I'm going to be an empathetic coach. I have one goal: to have fun. Our team might never be basketball stars--heck, with me as a coach, we might never learn all the rules--but we'll have fun. 

So, how do we get to that point? First, I need to learn the basics of how to coach youth basketball before I can evolve into an empathetic coach. Because I am a librarian, I know how to find information. Haven't played basketball in thirty years, yet somehow got wrangled into coaching your kid's team and you have no idea where to start? Just ask a librarian. We'll point you to where you need to go.

Me, age 13
1983-1984, seventh grade girls' basketball

I found a self-paced online class through the library. It's called Universal Class, and through my library you can access it for free with a library card anywhere with internet service.

Today's the first day of practice, so naturally I haven't finished the course. In fact, I've only gotten through the introduction. I like it already. Which is why I'm taking it in so slowly. That, and I'm a natural procrastinator, so if I don't get through the whole course before I have to go coach tonight, and I royally screw something up, I can blame it on my ignorance of the subject matter due to a lack of time spent studying it instead of just my innate slacker awkwardness whenever I find myself in any sort of leadership role.

What I like best about the online class, so far, is that I feel like the teacher has empathy for my plight.

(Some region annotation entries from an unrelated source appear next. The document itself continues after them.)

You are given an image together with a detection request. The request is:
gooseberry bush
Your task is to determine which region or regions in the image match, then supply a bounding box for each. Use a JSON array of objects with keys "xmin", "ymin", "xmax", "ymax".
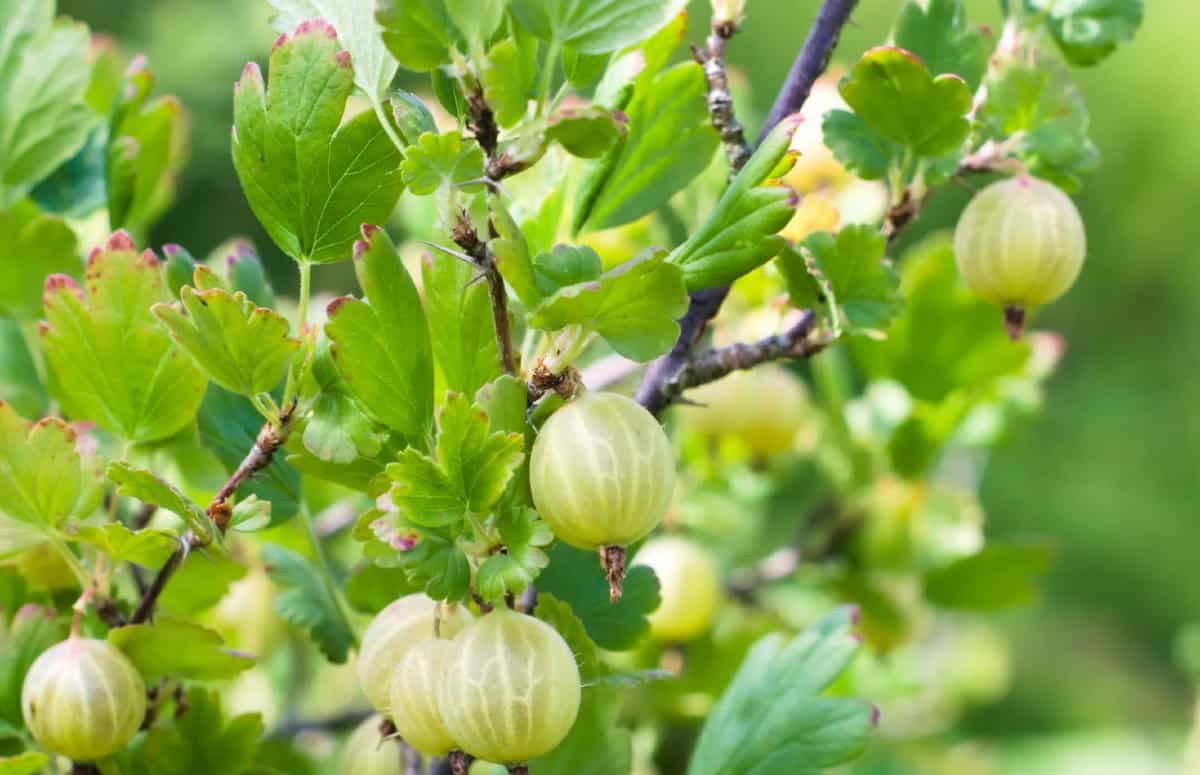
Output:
[{"xmin": 0, "ymin": 0, "xmax": 1141, "ymax": 775}]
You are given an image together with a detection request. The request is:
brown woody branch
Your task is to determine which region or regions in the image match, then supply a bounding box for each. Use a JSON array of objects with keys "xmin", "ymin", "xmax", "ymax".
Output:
[
  {"xmin": 637, "ymin": 0, "xmax": 858, "ymax": 414},
  {"xmin": 450, "ymin": 212, "xmax": 517, "ymax": 376},
  {"xmin": 130, "ymin": 401, "xmax": 296, "ymax": 624},
  {"xmin": 691, "ymin": 19, "xmax": 754, "ymax": 179}
]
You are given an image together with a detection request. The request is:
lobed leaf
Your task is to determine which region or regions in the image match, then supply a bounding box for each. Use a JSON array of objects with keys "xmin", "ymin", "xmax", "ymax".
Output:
[
  {"xmin": 233, "ymin": 20, "xmax": 403, "ymax": 263},
  {"xmin": 42, "ymin": 232, "xmax": 205, "ymax": 443}
]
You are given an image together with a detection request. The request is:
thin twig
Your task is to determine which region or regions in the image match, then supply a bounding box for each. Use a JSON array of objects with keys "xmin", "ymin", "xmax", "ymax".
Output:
[
  {"xmin": 661, "ymin": 310, "xmax": 830, "ymax": 403},
  {"xmin": 637, "ymin": 0, "xmax": 858, "ymax": 414},
  {"xmin": 130, "ymin": 402, "xmax": 296, "ymax": 624},
  {"xmin": 691, "ymin": 19, "xmax": 754, "ymax": 179},
  {"xmin": 451, "ymin": 212, "xmax": 517, "ymax": 376}
]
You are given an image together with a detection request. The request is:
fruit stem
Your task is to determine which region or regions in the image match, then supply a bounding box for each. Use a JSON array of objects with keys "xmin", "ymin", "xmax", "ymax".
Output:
[
  {"xmin": 1004, "ymin": 305, "xmax": 1025, "ymax": 342},
  {"xmin": 599, "ymin": 546, "xmax": 625, "ymax": 602}
]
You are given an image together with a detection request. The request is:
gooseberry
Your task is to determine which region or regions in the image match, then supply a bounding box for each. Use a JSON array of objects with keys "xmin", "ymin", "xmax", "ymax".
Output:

Right from the beginning:

"Your child has just come home and starts talking to you about how much they want to join the basketball team. Tryouts are next week. They are waving a brightly colored flier in one hand and looking at you with those big excited eyes. All you want to do is take your shoes off, check your messages and have dinner. But, your offspring is relentless...They will work extra chores and be nice to their siblings. You know this won't last, but you succumb anyway...

"You start filling the forms out and notice a block on the bottom of the page asking if you are interested in becoming a coach. You think to yourself, 'Do they have a coach? Surely they wouldn't have tryouts without a coach.' Well, they do have a coach, but he is ready to retire the woman taking the registrations tells you, because he's tired and wants to enjoy his golden years while he can.

"You look over the box again and again, then look at your excited child and tell the woman that if they absolutely can't find anyone else, you'll consider it. Guess what? You get a phone call within three days asking you to become the coach, because they couldn't find anyone else."

--From "How to Coach Youth Basketball on Universal Class.

Amen! This teacher knows what I'm in for. Better get back to class.